We here at Abnormal Use will be keeping a close watch as these cases develop and can’t wait to see who will reign as the true “class representative” for all Budweiser lovers nationwide.  Apparently the allegations in these cases were supported by former employees of the brewery, but it will of course ultimately depend on the actual alcohol content of the beers at issue, and what constitutes “watered-down” beyond what is advertised.  As for Mr. Wilson, we invite him to put down the Michelob Ultra and experience everything real beer has to offer.  He may just decide that he wasn’t being deceived after all; he just didn’t know any better.

Sixth Circuit Prefers A Bourbon On The Porch To A Margarita On The Beach

“All bourbon is whiskey, but not all whiskey is bourbon.”  So begins an especially amusing opinion in which the the Sixth Circuit gives Jose Cuervo a history lesson on one of the pillar’s of American society: bourbon.  It is an especially American concoction, Judge Martin of Kentucky observes, one that has been enjoyed since 1774 by everyone from Elijah Craig to Ulysses S. Grant, who apparently had a preference for Old Crow.

Plaintiff Maker’s Mark Distillery, Inc. has been sealing its bottles with red wax since the 1950’s, which it registered as trademark in 1985 (Reg. No. 1469925).  In 1997, the parent company for Jose Cuervo began using a red sealing wax on its special edition “Riserva de la Familia” tequila, shown here.  Maker’s Mark took exception to the use of the red sealing wax and, after Jose Cuervo refused to change the design, filed suit for trademark infringement in 2003.

Now, most people might be reluctant to challenge the strength and recognition of Maker’s Mark’s trade dress in a U.S. District Court in western Kentucky; but hey, too much tequila can make a man do strange things sometimes.  At least Jose Cuervo was sophisticated enough to request a bench trial, taking out of play the risk that it would end up with 12 bourbon-loving Kentucky jurors.  In a shocking turn of events, the district court found that Maker’s Mark’s registered trademark consisting of its signature trade dress element – a red dripping wax seal – was valid and infringed and enjoined Jose Cuervo from using any similar design.  The Sixth Circuit agreed and upheld the district court’s award of costs to Maker’s Mark.

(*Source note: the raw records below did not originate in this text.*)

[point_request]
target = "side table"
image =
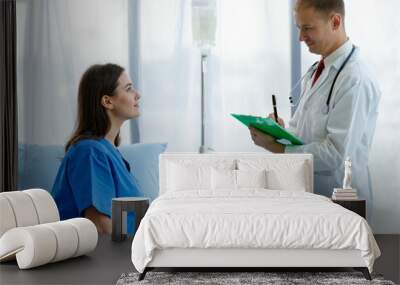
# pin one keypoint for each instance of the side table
(358, 206)
(122, 205)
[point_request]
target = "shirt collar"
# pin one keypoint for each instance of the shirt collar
(339, 55)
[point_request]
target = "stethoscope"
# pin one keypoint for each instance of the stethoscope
(312, 69)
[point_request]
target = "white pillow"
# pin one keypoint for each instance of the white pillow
(251, 178)
(282, 174)
(223, 179)
(293, 179)
(227, 179)
(193, 174)
(182, 177)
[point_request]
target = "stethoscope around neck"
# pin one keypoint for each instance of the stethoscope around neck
(312, 69)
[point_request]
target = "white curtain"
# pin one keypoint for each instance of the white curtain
(168, 77)
(56, 41)
(378, 39)
(250, 62)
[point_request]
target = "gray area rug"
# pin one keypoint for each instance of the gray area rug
(228, 278)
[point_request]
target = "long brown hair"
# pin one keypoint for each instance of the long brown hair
(93, 122)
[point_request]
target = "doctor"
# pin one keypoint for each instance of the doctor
(338, 108)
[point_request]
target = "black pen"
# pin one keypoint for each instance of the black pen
(275, 110)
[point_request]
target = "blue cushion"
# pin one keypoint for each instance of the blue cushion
(143, 159)
(38, 165)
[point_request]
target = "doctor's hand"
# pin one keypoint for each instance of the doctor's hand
(266, 141)
(280, 120)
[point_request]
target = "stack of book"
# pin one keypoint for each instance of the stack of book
(344, 194)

Trade dress is an often unnoticed, but highly valuable form of intellectual property.  Recognized as a “symbol” or “device” under the Lanham Act (15 U.S.C. § 1052), trade dress typically encompasses the actual shape or design of a product or its packaging.  Some famous examples include the Coca-Cola bottle or Tiffany’s blue box.  Unlike traditional trademarks, trade dress must have acquired distinctiveness and it cannot be “functional.”  For example, if you see a small blue box wrapped in white ribbon, you don’t have to see the Tiffany’s mark before knowing where it came from.  Showing this level of recognition at trial can require a substantial amount of evidence. In this case, the Court found that Maker’s Mark’s fifty years of advertising and substantial sales were enough to satisfy the requirement.  It also did not hurt that in 2002 Business Week declared the Maker’s Mark’s seal “one of the most recognizable in the world.”